Yoga is a traditional Indian way of keeping the mind and body fit, through physical postures (asanas), voluntarily regulated breathing (pranayama), meditation, and relaxation techniques. The recent pandemic has seen a huge surge in numbers of yoga practitioners, many practicing without proper guidance. This study was proposed to ease the work of such practitioners by implementing deep learning-based methods, which can estimate the correct pose performed by a practitioner. The study implemented this approach using four different deep learning architectures: EpipolarPose, OpenPose, PoseNet, and MediaPipe. These architectures were separately trained using the images obtained from S-VYASA Deemed to be University. This database had images for five commonly practiced yoga postures: tree pose, triangle pose, half-moon pose, mountain pose, and warrior pose. The use of this authentic database for training paved the way for the deployment of this model in real-time applications. The study also compared the estimation accuracy of all architectures and concluded that the MediaPipe architecture provides the best estimation accuracy.
Keywords: Artificial intelligence, deep learning, machine learning techniques, pose estimation techniques, skeleton and yoga
How to cite this article:Yoga is an ancient Indian science and a way of living that includes the adoption of specific bodily postures, breath regulation, meditation, and relaxation techniques practiced for health promotion and mental relaxation. In recent years, yoga has been adopted internationally for its health benefits. Among several techniques, physical postures have become very popular in the Western world. Yoga is not only about the orientation of the body parts but also emphasizes breathing and being mindful.[1] The traditional Sanskrit name for Yoga postures is asanas. During the pandemic, many people have used yoga to keep themselves physically and mentally fit.[2] Many people practice fine forms of asanas, without a teacher to guide them: either because no trained yoga instructors are available or due to unwillingness to engage one. Nevertheless, it is important to perform asanas correctly, so the practitioner does not sustain injury.[3] Furthermore, asanas should be practiced systematically, paying attention to the orientation of the limbs and the breathing. Improper stretching or performing inappropriate asanas and breathing inappropriately when exercising can be injurious to health. Improper postures can lead to severe pain and chronic problems.[4] Hence, a scientific analysis of asana practice is all important. The present work was developed, with this in mind.

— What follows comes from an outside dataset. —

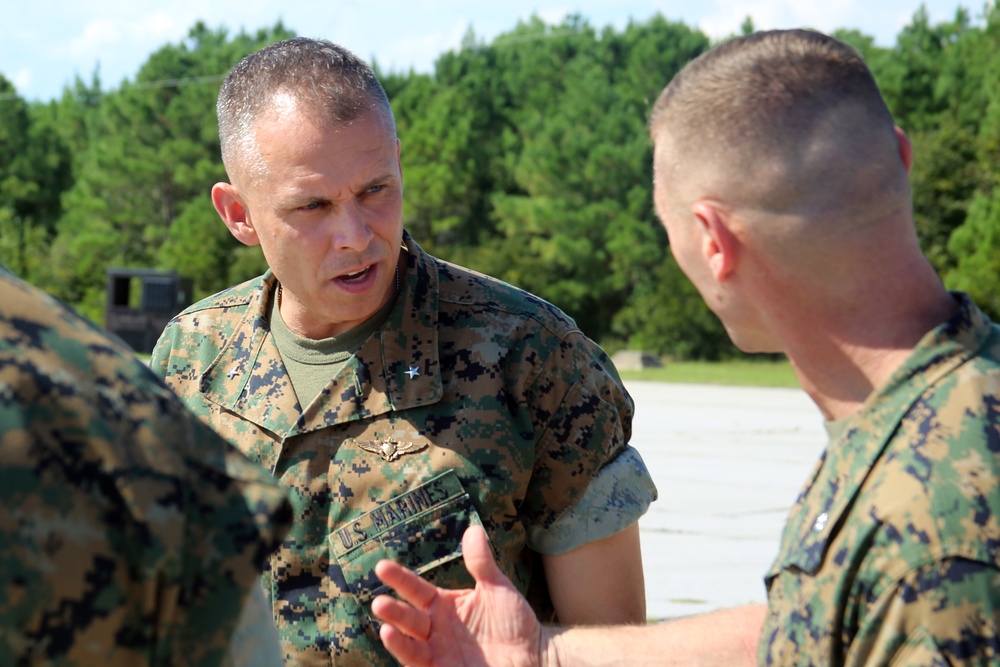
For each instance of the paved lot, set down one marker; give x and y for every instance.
(728, 463)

Pose estimation techniques can be used to identify the accurate performance of yoga postures.[5] Pose estimation algorithms have been used to mark the key points and draw a skeleton on the human body for real-time images and used to determine the best algorithm for comparing the poses. Posture estimation tasks are challenging as they require creating datasets from which real-time postures can be estimated.[6]
This study estimated the five asanas performed by the participant using four different deep learning architectures: EpipolarPose, OpenPose, PoseNet, and MediaPipe. These architectures are especially suitable for pose estimation. Deep learning architectures were trained for the abovementioned five asanas. The training was carried out on an authentic database at S-VYASA Deemed to be University, hence suitable for real-time and practical applications. The dataset consisted of about 6000 images of the above five postures, of which 75% of the dataset was used in training the model, whereas 25% was used for testing.

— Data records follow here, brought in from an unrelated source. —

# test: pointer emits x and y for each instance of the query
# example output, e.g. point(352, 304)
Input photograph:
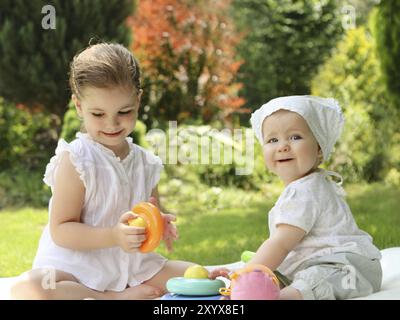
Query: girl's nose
point(283, 147)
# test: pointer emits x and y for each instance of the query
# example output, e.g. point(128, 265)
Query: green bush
point(215, 158)
point(352, 75)
point(26, 138)
point(21, 187)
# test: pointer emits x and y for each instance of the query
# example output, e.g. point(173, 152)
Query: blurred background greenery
point(206, 64)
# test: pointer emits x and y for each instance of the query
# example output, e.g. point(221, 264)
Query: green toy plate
point(194, 287)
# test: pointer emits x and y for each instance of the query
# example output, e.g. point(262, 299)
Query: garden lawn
point(215, 226)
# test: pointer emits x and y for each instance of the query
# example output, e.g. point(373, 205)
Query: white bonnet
point(323, 116)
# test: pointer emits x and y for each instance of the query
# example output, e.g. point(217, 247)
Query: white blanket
point(390, 282)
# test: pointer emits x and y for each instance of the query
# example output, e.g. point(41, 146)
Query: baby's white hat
point(323, 116)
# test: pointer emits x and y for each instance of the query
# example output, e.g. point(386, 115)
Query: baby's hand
point(170, 233)
point(127, 237)
point(220, 272)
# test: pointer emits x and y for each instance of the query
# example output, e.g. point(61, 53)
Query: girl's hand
point(127, 237)
point(170, 233)
point(220, 272)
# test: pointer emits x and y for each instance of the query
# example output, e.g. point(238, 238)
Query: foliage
point(72, 125)
point(25, 136)
point(285, 42)
point(19, 187)
point(387, 33)
point(352, 75)
point(34, 62)
point(187, 53)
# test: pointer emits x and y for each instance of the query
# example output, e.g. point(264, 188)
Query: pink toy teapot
point(253, 282)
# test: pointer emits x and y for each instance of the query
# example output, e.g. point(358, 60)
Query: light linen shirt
point(112, 187)
point(316, 204)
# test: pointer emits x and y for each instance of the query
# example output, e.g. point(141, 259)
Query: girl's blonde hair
point(104, 65)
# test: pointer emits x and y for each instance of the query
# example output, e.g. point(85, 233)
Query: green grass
point(20, 230)
point(214, 226)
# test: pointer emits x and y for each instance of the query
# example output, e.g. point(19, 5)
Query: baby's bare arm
point(65, 219)
point(275, 249)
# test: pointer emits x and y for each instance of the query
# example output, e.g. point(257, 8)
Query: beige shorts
point(338, 276)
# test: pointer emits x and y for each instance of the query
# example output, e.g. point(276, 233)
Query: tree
point(285, 42)
point(187, 53)
point(387, 33)
point(34, 58)
point(352, 75)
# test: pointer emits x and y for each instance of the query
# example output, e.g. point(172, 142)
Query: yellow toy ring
point(155, 225)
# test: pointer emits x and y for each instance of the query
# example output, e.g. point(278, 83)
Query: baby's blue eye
point(125, 112)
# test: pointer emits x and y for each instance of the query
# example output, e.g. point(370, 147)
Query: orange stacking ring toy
point(155, 225)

Human Body ModelingHuman body modeling is essential to estimate a human pose by locating the joints in the body skeleton from an image. Most methods use kinematic models where the body's kinematic structure and shape information is represented by its joints and limbs.[7] Different types of human body modeling are shown in [Figure 1].
The human body can be modeled using a skeleton-based (kinematic) model, a planar (contour-based) model, or a volumetric model, as shown in [Figure 1]. The skeleton-based model represents a human body having different key points showing the positions of the limb with orientations of the body parts.[8],[9]

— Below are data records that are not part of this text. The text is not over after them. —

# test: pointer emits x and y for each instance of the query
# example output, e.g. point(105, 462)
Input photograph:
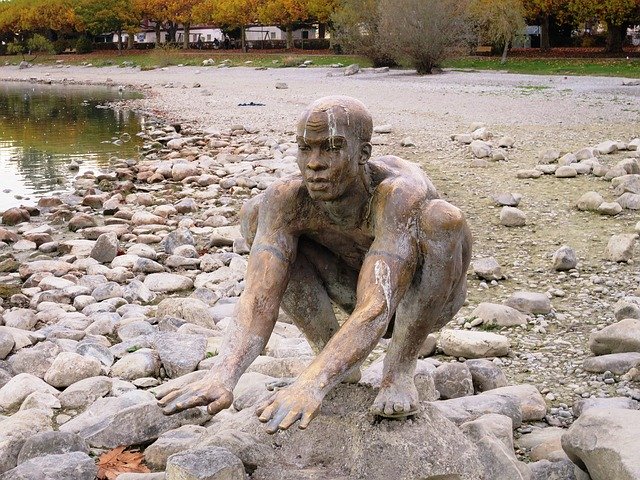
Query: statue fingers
point(280, 414)
point(292, 417)
point(220, 403)
point(307, 416)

However, the skeleton-based model does not represent the texture or shape of the body. The planar model represents the human body by multiple rectangular boxes yielding a body outline showing the shape of a human body.[10] The volumetric model represents a three-dimensional (3D) model of well-articulated human body shapes and poses.[11] The challenges involved in human pose estimation are that the joint positions could change due to diverse forms of clothes, viewing angles, background contexts, and variations in lighting and weather,[12] making it a challenge for image processing models to identify the joint coordinates and especially difficult to track small and scarcely visible joints.
Human Pose EstimationComputer vision is used to estimate the human pose by identifying human joints as key points in images or videos, for example, the left shoulder, right knee, elbows, and wrist.[13] Pose estimation tries to seek an exact pose in the space of all performed poses. It can be done by single pose or multipose estimation: a single object is estimated by the single pose estimation method, and multiple objects are estimated by multipose estimation.[14] Human posture assessment can be done by mathematical estimation called generative strategies, also pictorially named discriminative strategies.[15] Image processing techniques use AI-based models, such as convolutional neural networks (CNNs) which can tailor the architecture suitable for human pose inference.[16] An approach for pose estimation can be done either by bottom-up/top-down methods.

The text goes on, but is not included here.